The silence stretches between us, but it’s not uncomfortable. She’s learned to read my silences, to understand that I need time to process emotional information the same way she needs to talk through analytical problems.
“We’re moving tonight,” I say finally. “After midnight, when foot traffic dies down.”
“Where?”
“Downtown. Union Station area. More crowds, better transit options, places Phoenix can’t control easily.”
“Can you walk that far?”
It’s an honest question deserving of an honest answer. “If I pace myself. Take breaks. Let you help when I need it.”
“Just tell me what you need.” No hesitation, no doubt.
What I need. Not what tactical situations require or mission parameters demand. What I, Cooper McKenzie, need from her.
The distinction matters more than it should.
She returns to the decoded Phoenix communications, and I watch her work. The way she processes information, talks through problems, and builds understanding piece by piece. The academic habits that first irritated me now seem like strategic advantages. She thinks out loud because it helps her process. Simple as that.
I lean back against the concrete wall, eyes closing despite the tactical risk. Blood loss creates fatigue that’s hard to fight, and her presence beside me creates a sense of security I haven’t felt in years. She’s watching for threats while I recover. Standing guard while the guardian rests.
She’s protecting me.
The irony isn’t lost on me. The woman I was hired to keep safe is now the one maintaining security while I deal with injury and exhaustion. But instead of feeling diminished, it feels like a partnership. Like having backup I can trust.
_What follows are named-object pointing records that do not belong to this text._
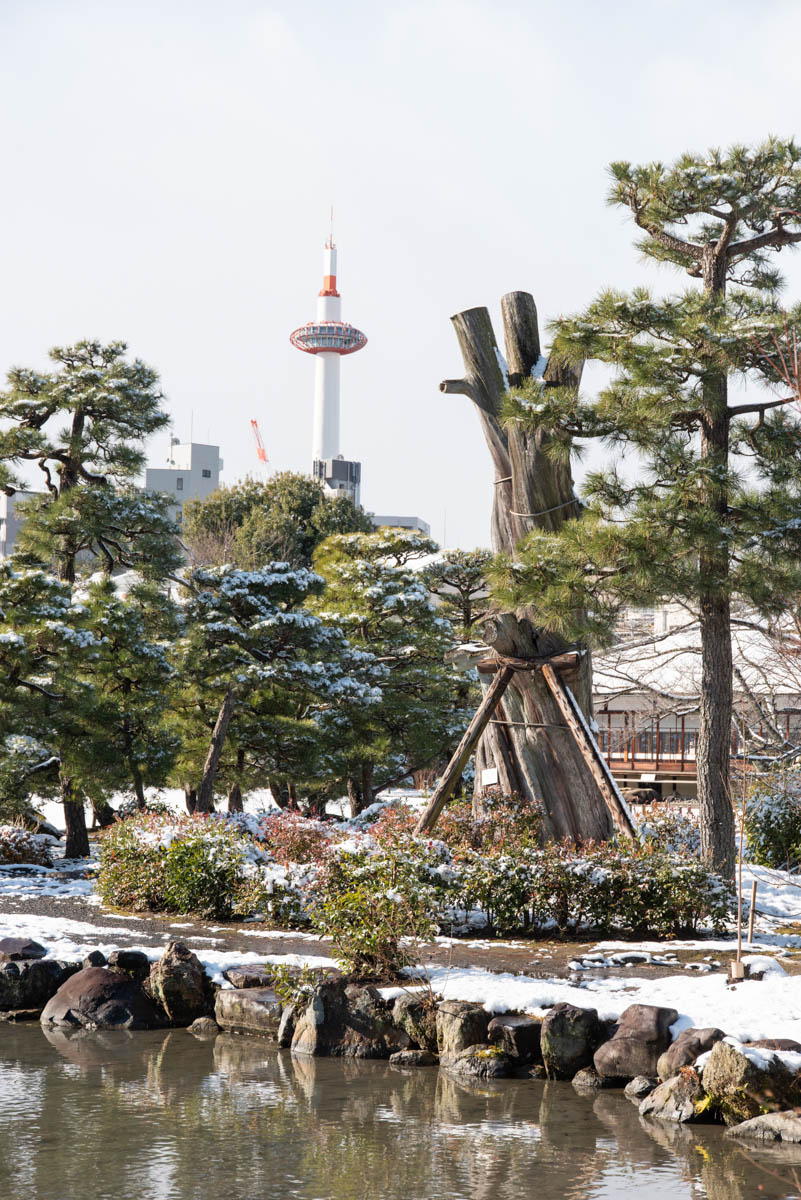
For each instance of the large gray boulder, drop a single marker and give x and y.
(480, 1061)
(643, 1035)
(30, 983)
(248, 977)
(684, 1051)
(586, 1081)
(744, 1089)
(13, 949)
(770, 1127)
(519, 1037)
(413, 1059)
(459, 1024)
(419, 1020)
(347, 1020)
(97, 999)
(680, 1099)
(287, 1026)
(638, 1087)
(180, 984)
(568, 1039)
(248, 1011)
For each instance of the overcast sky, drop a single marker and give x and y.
(168, 169)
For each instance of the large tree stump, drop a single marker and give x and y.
(529, 741)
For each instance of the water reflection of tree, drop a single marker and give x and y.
(126, 1115)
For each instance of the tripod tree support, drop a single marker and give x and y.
(452, 773)
(574, 724)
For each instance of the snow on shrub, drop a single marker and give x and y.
(293, 838)
(672, 832)
(378, 909)
(774, 820)
(194, 864)
(369, 891)
(20, 846)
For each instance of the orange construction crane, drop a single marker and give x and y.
(259, 444)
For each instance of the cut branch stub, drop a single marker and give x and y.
(533, 490)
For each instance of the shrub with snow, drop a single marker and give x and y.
(19, 846)
(672, 832)
(377, 909)
(373, 888)
(774, 820)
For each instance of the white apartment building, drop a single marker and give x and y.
(192, 474)
(10, 520)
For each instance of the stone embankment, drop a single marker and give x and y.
(700, 1077)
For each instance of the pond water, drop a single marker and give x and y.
(163, 1116)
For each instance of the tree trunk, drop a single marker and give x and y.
(716, 700)
(138, 786)
(235, 791)
(103, 814)
(206, 790)
(279, 791)
(534, 753)
(712, 757)
(360, 790)
(74, 819)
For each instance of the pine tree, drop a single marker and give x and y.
(84, 687)
(711, 511)
(458, 579)
(253, 523)
(130, 673)
(252, 647)
(84, 426)
(383, 606)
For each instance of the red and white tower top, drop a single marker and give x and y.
(329, 337)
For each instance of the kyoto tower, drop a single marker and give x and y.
(329, 337)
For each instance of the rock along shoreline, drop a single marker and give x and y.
(702, 1077)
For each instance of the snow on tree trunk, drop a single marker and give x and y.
(235, 798)
(205, 802)
(534, 751)
(74, 819)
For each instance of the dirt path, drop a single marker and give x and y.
(536, 957)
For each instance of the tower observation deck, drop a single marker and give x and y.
(329, 339)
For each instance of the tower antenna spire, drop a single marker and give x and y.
(329, 337)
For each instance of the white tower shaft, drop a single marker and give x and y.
(325, 437)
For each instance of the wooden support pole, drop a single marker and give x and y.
(590, 751)
(452, 773)
(752, 912)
“Cooper.” Her voice pulls me back from the edge of sleep. “These Phoenix communications—they reference a specific timeline. ‘Phase Three authorization pending until target date.’ That’s soon.”
“What happens then?”
“I don’t know, but Phoenix is working toward a deadline.” Her fingers move across the keyboard, pulling up more decoded messages. “And whatever they’re planning requires corporate infrastructure to be in place first.”
The timeline compression makes tactical sense. Phoenix isn’t adapting to our discovery—it’s accelerating an existing operational plan. Whatever Ashfall represents, whatever Phase Three means, we’ve forced it to move faster than it wants.
“How much more can you decode before we move?”
“Give me four hours. I can have most of their recent communications analyzed.”
“You have three hours. Then we prep for movement.”
She nods, accepts the timeline without argument. She understands operational necessities and trusts my tactical judgment, just as I’m learning to trust her analytical expertise.
The pain medication from my go-bag dulls the worst of the shoulder pain, but it also makes thinking harder. My eyelids feel heavy, and staying alert requires conscious effort. But Eliza’s presence beside me, her fingers moving across the keyboard, the soft sound of her breathing—it all creates a sense of security that lets my guard down just enough to rest.
Not sleep. Never full sleep in hostile territory. But rest. Recovery. Letting my body heal while she maintains watch.
“Cooper?” Her voice is softer now, careful not to startle me.
“Yeah.”
“Thank you. For trusting me to keep watch.”
The simple gratitude hits harder than expected. She understands what it means for someone like me to be able to rest while someone else handles security. To show vulnerability instead of strength. To accept help instead of providing it.
“Thank you for earning that trust.”
She smiles, returns to her work, and I let my eyes close again, just for a few minutes. Just long enough to allow the painkillers to work and my strength to return.
Outside, the sounds of the city continue—traffic, sirens, the normal rhythms of a place where people live their lives unaware that an artificial intelligence is systematically infiltrating every system that keeps their world functioning.